Ein Kampf freilich, der keine Gewinner kennt. Seit Laubbekämpfer aussehen wie einst die Ghostbusters im gleichnamigen Film, hat der Herbst erheblich an Lautstärke zugelegt. Wo früher ein Besen leicht über den Boden kehrte, bläst heute ein Benzinmotor mit über 100 dB durchs Quartier (eine Lautstärke, die notabene zur sofortigen Schliessung jedes Klubs führen würde).

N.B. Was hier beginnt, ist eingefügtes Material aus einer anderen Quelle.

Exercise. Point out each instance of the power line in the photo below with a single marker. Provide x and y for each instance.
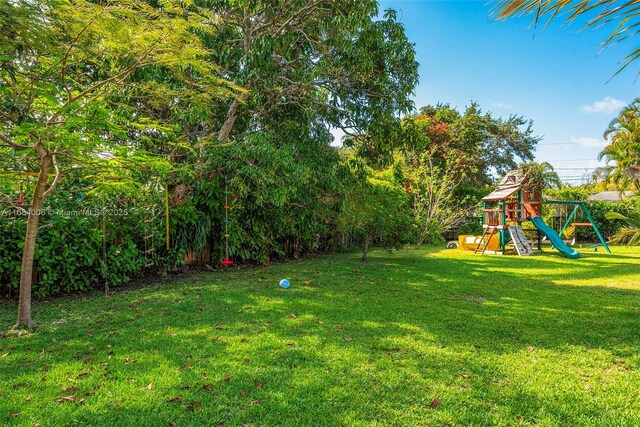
(575, 169)
(569, 160)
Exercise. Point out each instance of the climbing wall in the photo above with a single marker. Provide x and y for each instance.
(520, 241)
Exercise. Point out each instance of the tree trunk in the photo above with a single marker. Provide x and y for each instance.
(226, 128)
(29, 250)
(365, 249)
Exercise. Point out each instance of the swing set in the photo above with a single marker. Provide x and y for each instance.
(570, 221)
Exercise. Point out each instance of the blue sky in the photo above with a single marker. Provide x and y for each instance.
(558, 76)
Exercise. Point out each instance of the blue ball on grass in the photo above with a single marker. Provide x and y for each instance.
(284, 283)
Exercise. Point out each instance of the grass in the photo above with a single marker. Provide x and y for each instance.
(417, 337)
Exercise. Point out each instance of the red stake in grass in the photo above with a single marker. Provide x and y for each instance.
(226, 260)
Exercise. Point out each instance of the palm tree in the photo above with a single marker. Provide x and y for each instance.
(623, 150)
(623, 15)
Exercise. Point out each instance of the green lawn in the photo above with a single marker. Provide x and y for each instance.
(497, 340)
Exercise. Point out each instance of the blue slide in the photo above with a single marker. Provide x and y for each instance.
(555, 239)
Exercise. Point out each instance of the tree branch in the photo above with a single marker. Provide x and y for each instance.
(12, 144)
(56, 179)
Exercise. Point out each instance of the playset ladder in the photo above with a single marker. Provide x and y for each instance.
(490, 231)
(520, 240)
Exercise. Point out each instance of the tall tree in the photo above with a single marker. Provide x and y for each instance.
(328, 62)
(622, 16)
(623, 150)
(62, 64)
(496, 145)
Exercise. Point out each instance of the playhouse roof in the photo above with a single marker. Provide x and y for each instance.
(510, 184)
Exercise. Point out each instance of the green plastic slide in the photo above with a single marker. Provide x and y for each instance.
(555, 238)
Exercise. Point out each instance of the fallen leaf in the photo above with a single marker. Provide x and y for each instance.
(193, 405)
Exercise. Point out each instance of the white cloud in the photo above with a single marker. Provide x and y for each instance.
(337, 136)
(605, 105)
(590, 142)
(500, 104)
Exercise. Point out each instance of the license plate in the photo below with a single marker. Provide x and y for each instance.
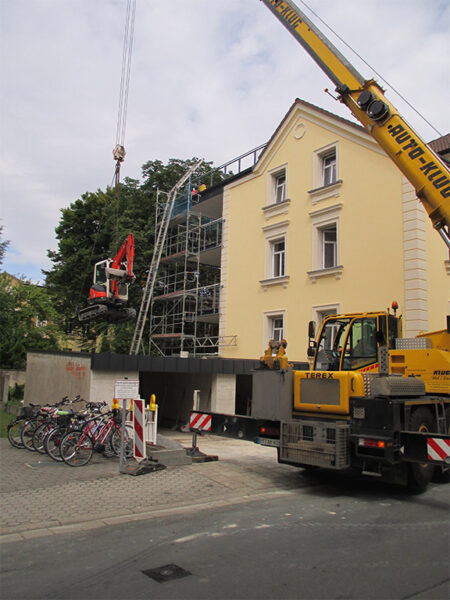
(268, 442)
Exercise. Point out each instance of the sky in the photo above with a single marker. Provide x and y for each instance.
(209, 78)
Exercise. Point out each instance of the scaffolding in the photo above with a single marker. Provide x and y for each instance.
(185, 298)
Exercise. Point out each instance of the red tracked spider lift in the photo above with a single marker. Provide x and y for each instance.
(108, 295)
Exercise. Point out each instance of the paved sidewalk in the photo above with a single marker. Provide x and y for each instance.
(41, 497)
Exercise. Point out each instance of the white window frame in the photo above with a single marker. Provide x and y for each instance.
(269, 319)
(322, 188)
(327, 243)
(274, 234)
(329, 168)
(279, 187)
(321, 311)
(276, 202)
(322, 220)
(278, 257)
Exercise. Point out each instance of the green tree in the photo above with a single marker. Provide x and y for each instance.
(3, 245)
(28, 321)
(93, 227)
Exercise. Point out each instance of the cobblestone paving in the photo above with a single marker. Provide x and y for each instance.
(39, 496)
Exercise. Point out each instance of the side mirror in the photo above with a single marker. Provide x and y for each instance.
(381, 340)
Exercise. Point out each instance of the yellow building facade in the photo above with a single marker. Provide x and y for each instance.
(324, 223)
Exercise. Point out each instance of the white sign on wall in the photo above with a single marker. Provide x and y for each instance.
(126, 389)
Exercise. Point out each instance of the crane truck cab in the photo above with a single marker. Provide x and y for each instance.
(108, 295)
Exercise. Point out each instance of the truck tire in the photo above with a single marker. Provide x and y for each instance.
(420, 474)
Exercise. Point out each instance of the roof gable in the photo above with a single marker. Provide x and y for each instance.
(322, 118)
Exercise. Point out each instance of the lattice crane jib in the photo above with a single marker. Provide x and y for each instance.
(153, 270)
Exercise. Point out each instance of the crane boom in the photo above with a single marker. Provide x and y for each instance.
(426, 172)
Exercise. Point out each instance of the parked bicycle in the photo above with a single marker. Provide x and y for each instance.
(77, 447)
(65, 423)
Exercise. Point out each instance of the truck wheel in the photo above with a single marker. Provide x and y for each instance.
(420, 474)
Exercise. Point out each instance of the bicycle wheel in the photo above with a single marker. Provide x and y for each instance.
(115, 441)
(40, 434)
(76, 448)
(14, 431)
(26, 435)
(52, 443)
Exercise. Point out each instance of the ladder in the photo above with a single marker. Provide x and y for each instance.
(157, 251)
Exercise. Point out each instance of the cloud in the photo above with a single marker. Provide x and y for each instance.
(211, 79)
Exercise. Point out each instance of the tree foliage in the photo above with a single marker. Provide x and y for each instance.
(28, 321)
(92, 229)
(3, 245)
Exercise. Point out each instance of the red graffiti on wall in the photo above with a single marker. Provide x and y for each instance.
(75, 369)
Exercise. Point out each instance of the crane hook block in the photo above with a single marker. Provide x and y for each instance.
(119, 153)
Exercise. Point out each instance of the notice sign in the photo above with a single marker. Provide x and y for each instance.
(126, 389)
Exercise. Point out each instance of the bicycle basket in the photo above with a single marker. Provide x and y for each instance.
(117, 415)
(63, 420)
(29, 411)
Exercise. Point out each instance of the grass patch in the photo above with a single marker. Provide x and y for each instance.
(5, 418)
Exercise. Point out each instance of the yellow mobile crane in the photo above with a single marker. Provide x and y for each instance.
(371, 400)
(426, 172)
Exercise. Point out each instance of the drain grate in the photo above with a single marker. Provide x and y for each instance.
(166, 573)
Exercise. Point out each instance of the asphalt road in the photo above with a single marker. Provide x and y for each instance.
(336, 538)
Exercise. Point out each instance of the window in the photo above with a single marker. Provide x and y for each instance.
(279, 187)
(329, 168)
(275, 255)
(325, 173)
(278, 258)
(277, 328)
(329, 246)
(274, 323)
(361, 345)
(325, 259)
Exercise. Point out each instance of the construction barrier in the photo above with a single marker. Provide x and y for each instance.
(139, 448)
(151, 420)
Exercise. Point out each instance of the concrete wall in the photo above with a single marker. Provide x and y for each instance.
(50, 377)
(367, 207)
(102, 384)
(223, 393)
(174, 394)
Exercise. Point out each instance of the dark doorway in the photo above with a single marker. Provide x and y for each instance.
(243, 394)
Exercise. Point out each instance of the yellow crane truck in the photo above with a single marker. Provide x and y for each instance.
(371, 400)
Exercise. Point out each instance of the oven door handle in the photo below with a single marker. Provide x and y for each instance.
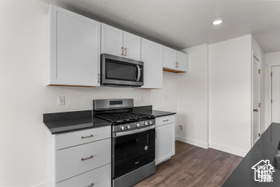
(118, 134)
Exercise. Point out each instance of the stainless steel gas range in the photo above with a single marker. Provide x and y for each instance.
(133, 140)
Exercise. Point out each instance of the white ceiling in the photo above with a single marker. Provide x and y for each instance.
(185, 23)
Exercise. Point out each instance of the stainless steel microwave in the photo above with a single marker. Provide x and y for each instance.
(119, 71)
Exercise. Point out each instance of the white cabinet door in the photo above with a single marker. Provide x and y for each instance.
(169, 58)
(79, 159)
(112, 40)
(151, 55)
(132, 46)
(74, 49)
(165, 142)
(182, 59)
(100, 177)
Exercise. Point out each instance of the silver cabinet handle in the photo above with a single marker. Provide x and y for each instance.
(90, 136)
(83, 159)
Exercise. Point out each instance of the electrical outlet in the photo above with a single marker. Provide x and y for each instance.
(181, 127)
(61, 100)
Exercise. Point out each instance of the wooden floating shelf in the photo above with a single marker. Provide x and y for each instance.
(173, 70)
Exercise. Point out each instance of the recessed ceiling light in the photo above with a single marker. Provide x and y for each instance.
(217, 21)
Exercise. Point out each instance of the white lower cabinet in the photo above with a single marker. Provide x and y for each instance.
(165, 138)
(83, 161)
(99, 177)
(82, 158)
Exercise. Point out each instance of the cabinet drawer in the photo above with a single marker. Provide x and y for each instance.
(81, 137)
(100, 177)
(76, 160)
(165, 120)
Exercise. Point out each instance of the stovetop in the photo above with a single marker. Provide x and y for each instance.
(125, 117)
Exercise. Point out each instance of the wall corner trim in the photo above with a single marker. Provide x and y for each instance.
(41, 184)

Mit den Blättern werden auch Hunde- und Katzenhäufchen zusammen mit Staub und Dreck in die Atemluft verwirbelt (Schutzmasken auf) und es werden den Klein- und Kleinstlebewesen die Lebensräume unter Blättern und in Haufen zerstört. Ganz zu schweigen von den Abgasen und dem Feinstaub – und der Geräuschkulisse, die Vivaldis Streicherintro zur Erntezeit verstummen lassen.
Es wäre übrigens den Herbsttönen von The Mamas and the Papas («California Dreamin’»), den «Fallen Leaves» von Billy Talent, «Wake Me Up When September Ends» von Green Day oder Paolo Nutinis wunderschönem «Autumn» nicht anders ergangen als dem guten Vivaldi.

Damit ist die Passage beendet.